Delta Live Tables settings

Delta Live Tables settings specify one or more notebooks that implement a pipeline and the parameters specifying how to run the pipeline in an environment, for example, development, staging, or production. Delta Live Tables settings are expressed as JSON and can be modified in the Delta Live Tables UI.

Settings

Fields

id

Type: string

A globally unique identifier for this pipeline. The identifier is assigned by the system and cannot be changed.

name

Type: string

A user-friendly name for this pipeline. The name can be used to identify pipeline jobs in the UI.

storage

Type: string

A location on DBFS or cloud storage where output data and metadata required for pipeline execution are stored. Tables and metadata are stored in subdirectories of this location.

When the storage setting is not specified, the system will default to a location in dbfs:/pipelines/.

The storage setting cannot be changed after a pipeline is created.

configuration

Type: object

An optional list of settings to add to the Spark configuration of the cluster that will run the pipeline. These settings are read by the Delta Live Tables runtime and available to pipeline queries through the Spark configuration.

Elements must be formatted as key:value pairs.

See Parameterize pipelines for an example of using the configuration object.

libraries

Type: array of objects

An array of notebooks containing the pipeline code and required artifacts. See Configure multiple notebooks in a pipeline for an example.

clusters

Type: array of objects

An array of specifications for the clusters to run the pipeline. See Cluster configuration for more detail.

If this is not specified, pipelines will automatically select a default cluster configuration for the pipeline.

continuous

Type: boolean

A flag indicating whether to run the pipeline continuously.

The default value is false.

target

Type: string

The name of a database for persisting pipeline output data. Configuring the target setting allows you to view and query the pipeline output data from the Databricks UI.

channel

Type: string

The version of the Delta Live Tables runtime to use. The supported values are:

  • preview to test your pipeline with upcoming changes to the runtime version.

  • current to use the current runtime version.

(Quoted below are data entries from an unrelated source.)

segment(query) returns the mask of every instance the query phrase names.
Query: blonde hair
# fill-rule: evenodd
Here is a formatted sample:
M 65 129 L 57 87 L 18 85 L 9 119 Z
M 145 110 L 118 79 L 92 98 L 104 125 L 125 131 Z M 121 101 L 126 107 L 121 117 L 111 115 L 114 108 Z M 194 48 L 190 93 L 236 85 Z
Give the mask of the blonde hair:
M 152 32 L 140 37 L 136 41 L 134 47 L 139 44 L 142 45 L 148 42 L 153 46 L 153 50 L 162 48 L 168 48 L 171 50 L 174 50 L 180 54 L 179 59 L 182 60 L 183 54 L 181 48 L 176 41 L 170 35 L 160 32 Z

The channel field is optional. The default value is current. Databricks recommends using the current runtime version for production workloads.

edition

Type string

The Delta Live Tables product edition to run the pipeline. This setting allows you to choose the best product edition based on the requirements of your pipeline:

  • core to run streaming ingest workloads.

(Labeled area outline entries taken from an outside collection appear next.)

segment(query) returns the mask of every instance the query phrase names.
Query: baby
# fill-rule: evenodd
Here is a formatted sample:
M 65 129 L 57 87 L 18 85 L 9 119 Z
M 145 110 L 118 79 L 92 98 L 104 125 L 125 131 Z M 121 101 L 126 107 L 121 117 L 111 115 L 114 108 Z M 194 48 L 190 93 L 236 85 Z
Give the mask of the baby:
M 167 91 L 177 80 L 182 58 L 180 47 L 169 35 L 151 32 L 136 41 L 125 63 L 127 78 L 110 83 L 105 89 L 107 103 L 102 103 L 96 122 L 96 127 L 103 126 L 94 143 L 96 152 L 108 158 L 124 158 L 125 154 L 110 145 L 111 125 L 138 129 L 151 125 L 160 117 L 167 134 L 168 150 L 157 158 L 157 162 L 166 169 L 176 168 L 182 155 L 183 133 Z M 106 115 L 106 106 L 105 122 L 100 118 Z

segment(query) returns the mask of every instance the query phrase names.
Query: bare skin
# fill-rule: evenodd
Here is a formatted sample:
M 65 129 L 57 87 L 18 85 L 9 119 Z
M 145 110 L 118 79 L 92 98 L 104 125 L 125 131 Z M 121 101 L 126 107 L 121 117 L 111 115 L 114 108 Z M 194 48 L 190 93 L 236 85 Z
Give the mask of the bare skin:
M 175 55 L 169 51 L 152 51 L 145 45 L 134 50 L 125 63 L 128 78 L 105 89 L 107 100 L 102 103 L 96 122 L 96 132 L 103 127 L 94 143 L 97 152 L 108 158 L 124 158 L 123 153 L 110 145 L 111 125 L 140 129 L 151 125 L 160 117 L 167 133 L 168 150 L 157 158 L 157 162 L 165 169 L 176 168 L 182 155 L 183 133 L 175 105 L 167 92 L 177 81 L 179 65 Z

  • pro to run streaming ingest and change data capture (CDC) workloads.

  • advanced to run streaming ingest workloads, CDC workloads, and workloads that require Delta Live Tables expectations to enforce data quality constraints.

The edition field is optional. The default value is advanced.

photon

Type: boolean

A flag indicating whether to use Photon runtime to run the pipeline. Photon is the Databricks high performance Spark engine. Photon enabled pipelines are billed at a different rate than non-Photon pipelines.

The photon field is optional. The default value is false.

Pipelines trigger interval

You can use pipelines.trigger.interval to control the trigger interval for a flow updating a table or an entire pipeline. Because a triggered pipeline processes each table only once, the pipelines.trigger.interval is used only with continuous pipelines.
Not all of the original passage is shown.